The Delhi High Court has held that AMP expenses incurred cannot be termed as an international transaction in absence of evidence and upheld the order of the ITAT.
M/s. Amadeus India Pvt. Ltd, the Assessee filed its return of income (ITR) for AY 2010-11. The Assessing Officer (‘AO’) observed that the Assessee had entered into international transactions with its Associated Enterprises (AEs) and to determine the Arm’s Length Price (‘ALP’) of the said international transactions, the AO referred to the Transfer Pricing Officer (‘TPO’).
During the transfer pricing, the TPO observed that the Assessee has incurred more than normal sales and marketing expenses to build the ‘Amadeus’ brand in India, which is legally owned by the AE i.e. M/s Amadeus IT Group SA (‘Amadeus Spain’). The TPO concluded that AMP constitutes an international transaction between the Assessee and its AE and computed the adjustment by applying the Bright Line method.

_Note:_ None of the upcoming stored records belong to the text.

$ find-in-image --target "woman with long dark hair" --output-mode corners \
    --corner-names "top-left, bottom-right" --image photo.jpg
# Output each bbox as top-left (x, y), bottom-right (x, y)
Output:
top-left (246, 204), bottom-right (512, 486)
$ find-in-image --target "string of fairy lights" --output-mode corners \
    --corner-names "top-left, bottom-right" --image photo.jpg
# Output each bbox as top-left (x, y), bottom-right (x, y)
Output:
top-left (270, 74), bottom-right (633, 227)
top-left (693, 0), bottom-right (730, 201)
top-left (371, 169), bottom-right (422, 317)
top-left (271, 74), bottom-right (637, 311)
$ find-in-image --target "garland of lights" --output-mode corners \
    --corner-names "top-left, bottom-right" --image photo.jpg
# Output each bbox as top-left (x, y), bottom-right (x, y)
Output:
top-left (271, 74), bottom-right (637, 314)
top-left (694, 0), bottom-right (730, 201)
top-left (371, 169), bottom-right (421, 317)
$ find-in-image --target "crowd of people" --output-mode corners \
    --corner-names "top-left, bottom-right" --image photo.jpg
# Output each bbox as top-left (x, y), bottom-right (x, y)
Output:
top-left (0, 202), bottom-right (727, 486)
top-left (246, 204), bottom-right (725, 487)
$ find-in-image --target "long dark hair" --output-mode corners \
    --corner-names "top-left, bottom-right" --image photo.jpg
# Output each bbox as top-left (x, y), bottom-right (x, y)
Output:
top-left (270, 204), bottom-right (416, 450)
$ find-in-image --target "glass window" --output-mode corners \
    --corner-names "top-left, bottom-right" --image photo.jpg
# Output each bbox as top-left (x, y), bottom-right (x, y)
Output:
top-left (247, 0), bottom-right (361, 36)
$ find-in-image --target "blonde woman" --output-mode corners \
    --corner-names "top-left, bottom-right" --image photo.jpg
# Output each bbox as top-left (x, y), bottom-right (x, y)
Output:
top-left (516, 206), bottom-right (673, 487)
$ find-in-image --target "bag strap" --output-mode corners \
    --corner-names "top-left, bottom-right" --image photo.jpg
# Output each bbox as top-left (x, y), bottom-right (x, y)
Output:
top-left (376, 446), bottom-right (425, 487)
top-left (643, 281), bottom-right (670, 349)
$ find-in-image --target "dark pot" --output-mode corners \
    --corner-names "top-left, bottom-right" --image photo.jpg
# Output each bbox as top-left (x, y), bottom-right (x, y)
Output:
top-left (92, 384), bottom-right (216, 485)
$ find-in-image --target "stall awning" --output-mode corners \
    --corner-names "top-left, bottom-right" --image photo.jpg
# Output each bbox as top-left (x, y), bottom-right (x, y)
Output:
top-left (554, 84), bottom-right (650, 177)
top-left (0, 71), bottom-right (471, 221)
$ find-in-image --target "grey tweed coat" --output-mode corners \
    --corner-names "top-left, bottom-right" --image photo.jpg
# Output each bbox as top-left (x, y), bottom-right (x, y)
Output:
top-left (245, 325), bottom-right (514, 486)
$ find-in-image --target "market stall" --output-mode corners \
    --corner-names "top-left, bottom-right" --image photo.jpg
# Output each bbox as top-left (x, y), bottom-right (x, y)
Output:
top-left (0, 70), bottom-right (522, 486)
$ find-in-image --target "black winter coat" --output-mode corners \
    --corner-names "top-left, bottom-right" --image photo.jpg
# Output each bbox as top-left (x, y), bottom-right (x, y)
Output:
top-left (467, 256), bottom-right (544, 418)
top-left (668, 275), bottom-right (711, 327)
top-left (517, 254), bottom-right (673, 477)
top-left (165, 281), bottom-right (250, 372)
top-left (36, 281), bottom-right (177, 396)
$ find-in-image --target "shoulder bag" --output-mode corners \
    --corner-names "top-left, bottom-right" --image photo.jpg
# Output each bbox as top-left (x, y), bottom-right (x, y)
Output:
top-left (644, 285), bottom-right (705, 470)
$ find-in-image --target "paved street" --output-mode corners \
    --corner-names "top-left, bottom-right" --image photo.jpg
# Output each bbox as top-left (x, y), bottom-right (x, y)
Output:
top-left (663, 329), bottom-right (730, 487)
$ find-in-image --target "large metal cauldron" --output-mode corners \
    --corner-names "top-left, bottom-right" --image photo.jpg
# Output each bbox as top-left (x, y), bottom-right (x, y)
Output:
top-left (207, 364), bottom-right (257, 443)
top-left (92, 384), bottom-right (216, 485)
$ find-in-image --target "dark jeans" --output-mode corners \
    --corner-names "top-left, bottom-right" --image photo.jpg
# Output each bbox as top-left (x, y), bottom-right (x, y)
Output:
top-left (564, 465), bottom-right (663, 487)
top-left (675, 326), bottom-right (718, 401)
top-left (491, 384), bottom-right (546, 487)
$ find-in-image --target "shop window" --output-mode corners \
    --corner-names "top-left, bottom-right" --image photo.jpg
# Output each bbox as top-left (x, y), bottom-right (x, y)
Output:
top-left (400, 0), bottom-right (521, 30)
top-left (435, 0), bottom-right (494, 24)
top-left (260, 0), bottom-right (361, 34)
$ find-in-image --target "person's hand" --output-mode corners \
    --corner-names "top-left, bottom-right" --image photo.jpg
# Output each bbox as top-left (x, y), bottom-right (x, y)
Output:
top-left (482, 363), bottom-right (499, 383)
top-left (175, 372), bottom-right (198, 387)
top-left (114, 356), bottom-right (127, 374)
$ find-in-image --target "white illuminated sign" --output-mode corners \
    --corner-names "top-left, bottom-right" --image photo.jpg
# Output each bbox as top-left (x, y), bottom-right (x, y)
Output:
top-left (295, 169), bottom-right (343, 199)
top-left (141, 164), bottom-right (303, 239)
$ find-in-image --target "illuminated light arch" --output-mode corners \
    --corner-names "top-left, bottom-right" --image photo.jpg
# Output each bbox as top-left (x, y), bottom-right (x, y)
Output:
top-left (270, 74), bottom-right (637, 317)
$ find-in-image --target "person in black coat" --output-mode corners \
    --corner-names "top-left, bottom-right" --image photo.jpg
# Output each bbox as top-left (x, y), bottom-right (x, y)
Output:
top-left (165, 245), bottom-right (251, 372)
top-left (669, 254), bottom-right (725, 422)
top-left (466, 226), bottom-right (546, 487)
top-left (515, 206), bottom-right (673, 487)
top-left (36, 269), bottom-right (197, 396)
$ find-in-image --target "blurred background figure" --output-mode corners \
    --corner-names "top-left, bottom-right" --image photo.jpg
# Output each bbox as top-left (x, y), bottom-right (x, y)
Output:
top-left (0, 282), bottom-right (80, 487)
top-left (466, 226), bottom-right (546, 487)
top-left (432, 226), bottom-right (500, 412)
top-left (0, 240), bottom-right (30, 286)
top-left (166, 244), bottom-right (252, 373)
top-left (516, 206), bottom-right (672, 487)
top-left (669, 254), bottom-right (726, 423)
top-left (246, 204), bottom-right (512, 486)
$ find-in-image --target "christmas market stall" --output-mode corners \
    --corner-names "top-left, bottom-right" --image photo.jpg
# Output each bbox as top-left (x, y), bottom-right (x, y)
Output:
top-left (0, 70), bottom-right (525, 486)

The AO issued a draft order dated 29th March 2014, incorporating the additions made by the TPO. In response to the said draft order, the Assessee filed its objections before the Dispute Resolution Panel (‘DRP’), which were dismissed and the additions made by the AO were upheld. The AO passed the final assessment order dated 23rd February 2015, and made additions which included an additional transfer pricing adjustment for the AMP expenses at Rs. 81,16,72,668/-.
On appeal, the ITAT allowed the appeal and relied upon the order passed by its predecessor bench in Assessee’s case for the AY 2009-10, to delete the said addition of transfer pricing adjustment made on account of AMP expenditure after holding that it does not constitute an international transaction.
Justice Manmohan and Justice Manmeet Pritam Singh Arora observed that AMP expenses incurred by the Assessee cannot be termed as an international transaction and there was no evidence on record to enable the TPO to hold that the expenses were not incurred for the business carried out by the Assessee in India.
The Court held that the ITAT has properly and correctly assessed the fact and law while concluding that the services of AMP are not international transactions in light of the provisions of sub-clause (d) of clause (i) of Explanation to Section 92B of the IT Act, 1961.